I'm a newbie trader in options, I bought Weekly(June3) Straddle for KORS yesterday at 42.5 strike price and WDAY at 76, hoping to ride the earning price movement, but end up loosing more than half my money. Questions 1. If I need to use options for riding earning wave, what is the viable strategy? 2. What are the recommended spreads to use 3. Any input on the expiration timelines? Should it be same week or 20-30 day expiration. Any feedback would be appreciated
Pick a direction and buy only Calls or Puts. Weekly options are best. No spreads. Straddles/strangles are too expensive.
I feel you. Made that mistake early on. I recommend against buying before an earnings . Best wait till the morning after and ride the up/down trend. Small profit/Small risk. Bull or bear spreads are popular. Expiration is your choice. Some investors prefer something that's a month out to minimize theta.
I disagree. I like to use calendars as directional plays. I target a range and sell the near week and buy the following week/month if the skew is high enough.

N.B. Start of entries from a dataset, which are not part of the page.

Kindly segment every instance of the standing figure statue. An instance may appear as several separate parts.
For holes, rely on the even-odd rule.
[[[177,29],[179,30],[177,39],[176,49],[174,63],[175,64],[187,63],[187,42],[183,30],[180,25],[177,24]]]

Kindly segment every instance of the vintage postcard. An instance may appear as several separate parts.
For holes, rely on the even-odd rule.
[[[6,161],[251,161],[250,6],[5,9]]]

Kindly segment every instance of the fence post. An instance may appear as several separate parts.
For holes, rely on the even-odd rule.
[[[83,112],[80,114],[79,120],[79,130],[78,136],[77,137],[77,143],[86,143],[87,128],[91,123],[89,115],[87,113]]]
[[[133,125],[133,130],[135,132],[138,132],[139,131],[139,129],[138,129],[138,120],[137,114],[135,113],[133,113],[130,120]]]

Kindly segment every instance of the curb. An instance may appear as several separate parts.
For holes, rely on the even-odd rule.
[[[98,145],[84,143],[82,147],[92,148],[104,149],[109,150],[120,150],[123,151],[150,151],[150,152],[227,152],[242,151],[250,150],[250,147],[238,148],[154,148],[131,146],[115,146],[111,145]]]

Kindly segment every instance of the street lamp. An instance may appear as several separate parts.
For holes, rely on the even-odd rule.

I exited the position the next day after market opened with earning results. But, it didn't work in my favor and lost money on both calls and puts.
"IV crush" is a moot point for traders that buy straddles/strangles before earnings, 100% of buyers are anticipating a big enough move on the underlying to offset the debit paid for the options. - the OP even indicated that he was "hoping to ride the earning price movement".